CUDA Fortran and CUDA API: Constant Memory and Symbol

PostPosted: Thu Jun 10, 2010 8:25 am    Post subject: CUDA Fortran and CUDA API: Constant Memory and Symbol

This thread cannot be much of a surprise as I stumble my way through using the CUDA API with CUDA Fortran. After figuring out--thanks to Brent--how to do asynchronous copies to global memory of 1D and 2D data (and 3D as 1D), I've now moved on to the next set of CPU-to-GPU copies I make: asynchronous constant memory copies.

So, being a naf, I decided to do the usual and experiment with cudaMemcpyToSymbol before adding the Async. Unfortunately, I'm can't seem to get it just right. To wit, I have, modifying the code Brent provided:
module test3d
   integer*4, device, allocatable :: x(:,:,:)
   integer, constant :: d_constant
   attributes(global) subroutine s1()
      i = threadidx%x
      j = threadidx%y
      k = blockidx%x
      x(i,j,k) = x(i,j,k) + i + j + k + d_constant
   end subroutine s1
end module

program t

use test3d
use cudafor

integer, parameter :: N = 20
integer*4, allocatable, pinned :: h(:,:,:)
type(dim3) :: ngrid, nblock
integer :: h_constant
h = 1
h_constant = 5
ngrid = dim3(N,1,1)
nblock= dim3(N,N,1)

istat = cudaMemcpyAsync(x,h,N*N*N)
if (istat .ne. 0) print *,"cudaMemcpyAsync 1 ",istat
istat = cudaThreadSynchronize()
istat = cudaMemcpyToSymbol(d_constant,h_constant,1)
if (istat .ne. 0) print *,"cudaMemcpyToSymbol ",istat
call s1 <<<ngrid, nblock>>> ()

istat = cudaMemcpyAsync(h,x,N*N*N)
if (istat .ne. 0) print *,"cudaMemcpyAsync 2 ",istat
istat = cudaThreadSynchronize()

do k = 1, N
   do j = 1, N
      do i = 1, N
         if (h(i,j,k) .ne. 1+i+j+k+h_constant) then
            print *,"Error at ",i,j,k
         end if
      end do
   end do
end do

end program t

where I've added h_constant, d_constant, the Symbol copy, and the extra code adding the constant in appropriate places.
But, when I try to compile:
> pgfortran test3d.cuf drivert.cuf
PGF90-S-0155-Could not resolve generic procedure cudamemcpytosymbol (drivert.cuf: 23)
  0 inform,   0 warnings,   1 severes, 0 fatal for t

Hmm, okay. So I tried various cudaMemcpyToSymbol calls thinking I need to pass a string (a la C) or the size*kind rather than size or even the offset (which I'm a bit unclear on its purpose...padding?):
istat = cudaMemcpyToSymbol(d_constant,h_constant,1)
istat = cudaMemcpyToSymbol(d_constant,h_constant,4)
istat = cudaMemcpyToSymbol("d_constant",h_constant,1)
istat = cudaMemcpyToSymbol("d_constant",h_constant,4)
istat = cudaMemcpyToSymbol(d_constant,h_constant,1,0)
istat = cudaMemcpyToSymbol("d_constant",h_constant,1,0)

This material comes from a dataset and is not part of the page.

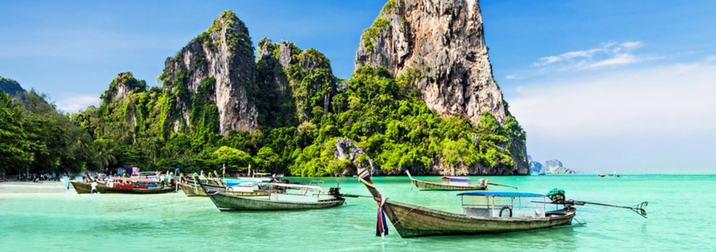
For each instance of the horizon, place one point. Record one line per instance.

All gave the same error as above. Does using "integer, constant" declare d_constant as an integer and not as type(cudaSymbol)? If so, I guess I could see that error (which I usually associate with typing issues).

(Note: This is to say nothing of the inevitable next question. If I have two (or more) constants, do I need to explicitly manage the "offset" part of cudaMemcpyToSymbolAsync?)